HE media wags are
still having a field day over that erroneous reporting by one television station
making it appear that renegade Marine Capt. Nicanor Faeldon lambasted Senator
Gregorio Honasan for allegedly capitulating to the Arroyo administration. That,
after Honasan was purportedly part of the 2003 Oakwood mutiny, in which played a
very visible part.
The news story was not so much as Faeldon lambasting Honasan.
It was, in effect, first-hand testimony, re-implicating Honasan. Something that
government prosecutors had unsuccessfully tried to do before.
Lucky for Honasan, he was out of the country on official
business. Media could not get his side and having him air his side on the matter
would only have made things worse for him.
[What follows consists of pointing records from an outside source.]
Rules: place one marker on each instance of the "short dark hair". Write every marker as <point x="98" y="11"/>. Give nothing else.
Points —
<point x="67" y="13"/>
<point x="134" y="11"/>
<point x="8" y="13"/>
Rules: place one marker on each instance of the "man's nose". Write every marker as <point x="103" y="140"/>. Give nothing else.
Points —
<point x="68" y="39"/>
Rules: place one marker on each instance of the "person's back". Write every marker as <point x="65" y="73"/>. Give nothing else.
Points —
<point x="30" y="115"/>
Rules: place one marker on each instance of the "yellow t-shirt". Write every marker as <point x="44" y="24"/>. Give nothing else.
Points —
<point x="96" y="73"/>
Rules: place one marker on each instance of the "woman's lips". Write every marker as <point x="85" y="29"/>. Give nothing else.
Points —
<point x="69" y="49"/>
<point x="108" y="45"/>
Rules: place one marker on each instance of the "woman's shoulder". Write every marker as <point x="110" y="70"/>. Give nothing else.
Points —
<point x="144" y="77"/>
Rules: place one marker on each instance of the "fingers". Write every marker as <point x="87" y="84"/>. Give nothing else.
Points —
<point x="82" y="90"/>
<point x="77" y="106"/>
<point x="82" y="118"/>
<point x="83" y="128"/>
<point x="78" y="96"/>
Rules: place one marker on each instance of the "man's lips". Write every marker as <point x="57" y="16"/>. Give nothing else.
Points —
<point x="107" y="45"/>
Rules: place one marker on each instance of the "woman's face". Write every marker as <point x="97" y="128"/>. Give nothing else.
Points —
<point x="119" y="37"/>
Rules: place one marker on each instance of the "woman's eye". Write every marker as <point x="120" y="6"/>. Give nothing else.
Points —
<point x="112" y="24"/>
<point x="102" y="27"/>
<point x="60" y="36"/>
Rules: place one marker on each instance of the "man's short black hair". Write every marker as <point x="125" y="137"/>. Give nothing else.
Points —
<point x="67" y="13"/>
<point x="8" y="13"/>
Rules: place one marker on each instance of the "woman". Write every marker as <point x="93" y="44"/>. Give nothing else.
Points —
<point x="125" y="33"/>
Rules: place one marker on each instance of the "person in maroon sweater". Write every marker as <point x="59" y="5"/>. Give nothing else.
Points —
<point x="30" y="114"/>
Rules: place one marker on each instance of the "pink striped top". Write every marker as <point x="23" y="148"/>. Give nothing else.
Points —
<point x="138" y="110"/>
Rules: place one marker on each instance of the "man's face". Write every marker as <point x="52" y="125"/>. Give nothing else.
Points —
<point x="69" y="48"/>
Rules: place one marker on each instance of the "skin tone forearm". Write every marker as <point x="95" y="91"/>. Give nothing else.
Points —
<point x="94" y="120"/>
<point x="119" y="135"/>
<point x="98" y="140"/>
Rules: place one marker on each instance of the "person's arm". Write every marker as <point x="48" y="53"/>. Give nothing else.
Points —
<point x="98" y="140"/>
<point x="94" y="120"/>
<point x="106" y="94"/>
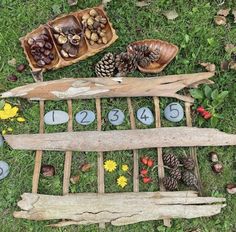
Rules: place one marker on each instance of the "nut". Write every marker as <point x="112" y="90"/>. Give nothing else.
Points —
<point x="62" y="39"/>
<point x="104" y="40"/>
<point x="93" y="13"/>
<point x="64" y="54"/>
<point x="94" y="37"/>
<point x="88" y="33"/>
<point x="90" y="21"/>
<point x="85" y="16"/>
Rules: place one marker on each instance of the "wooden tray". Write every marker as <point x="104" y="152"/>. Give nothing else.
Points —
<point x="85" y="50"/>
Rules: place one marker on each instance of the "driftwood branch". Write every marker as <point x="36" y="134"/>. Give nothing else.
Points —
<point x="86" y="88"/>
<point x="121" y="139"/>
<point x="117" y="208"/>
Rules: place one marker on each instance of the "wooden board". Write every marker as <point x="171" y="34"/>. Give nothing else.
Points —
<point x="121" y="139"/>
<point x="87" y="88"/>
<point x="117" y="208"/>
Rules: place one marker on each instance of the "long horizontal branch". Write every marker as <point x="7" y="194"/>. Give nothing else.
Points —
<point x="122" y="139"/>
<point x="86" y="88"/>
<point x="117" y="208"/>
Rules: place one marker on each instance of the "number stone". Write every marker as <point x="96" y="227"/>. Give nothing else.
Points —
<point x="85" y="117"/>
<point x="145" y="116"/>
<point x="174" y="112"/>
<point x="116" y="117"/>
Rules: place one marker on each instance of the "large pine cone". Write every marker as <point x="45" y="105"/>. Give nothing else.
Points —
<point x="106" y="66"/>
<point x="190" y="179"/>
<point x="170" y="160"/>
<point x="188" y="163"/>
<point x="170" y="183"/>
<point x="125" y="62"/>
<point x="175" y="173"/>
Apparently, the television station was too engrossed with
getting a "scoop" and would not allow a trivial thing such as checking and
verifying the facts. Even though every unbiased mind would have started
wondering since when did the natives of Batanes, where Faeldon, hails from,
acquire a Visayan accent. Checking the facts could have spared everyone of the
resulting embarrassment since the only thing that news story had going for it
was it seemed believable.
That being said, the initial reactions were brutal. A lawyer
of the Magdalo group quoted his clients as having burst out into a rain of
guffaws when they heard the news being aired on television. At least, Faeldon’s
lawyer, Trixie Cruz-Angeles, was a bit kinder in her commentary. Referring to
Faeldon, Angeles said: "That’s not him. That’s not his style."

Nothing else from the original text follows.